Looking at the red/blue county map, it’s pretty easy to correlate most of the blue counties with major urban population centers.
One thing that has me mystified, though, is the neat blue line bisecting otherwise red Alabama horizontally, seemingly following the path of Highway 80, as far as I can tell, and bleeding over slightly into Mississippi and Georgia on either side. Montgomery, Alabama’s capital and second largest city, is in the middle of the blue strip, but what about the rest of it? What’s the explanation of Alabama’s “blue belt”?
Update: Chris explains in comments that Alabama's "blue belt" is Alabama's black belt.
2 comments:
Ah, that’s Alabama’s “black belt,” a predominantly black area of the state (similar to the Mississippi Delta). Clearly you haven’t read Southern Politics in State and Nation. ☺
Does the same explanation hold for the belt of blue counties in MS on the banks of the Mississippi River?
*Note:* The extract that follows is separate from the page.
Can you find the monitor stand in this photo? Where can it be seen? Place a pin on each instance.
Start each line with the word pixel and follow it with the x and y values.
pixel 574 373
As a Missourian in exile, the great mystery for me is that little blue county just south of St. Louis. Not the identity; I know Sainte Genevieve County well (Ste. Gen is one of my favorite towns in MO), but I’m wondering why it went blue. The other three blue jurisdictions (Jackson County, St. Louis County, and St. Louis City) don’t pose any mystery to me, for obvious reasons.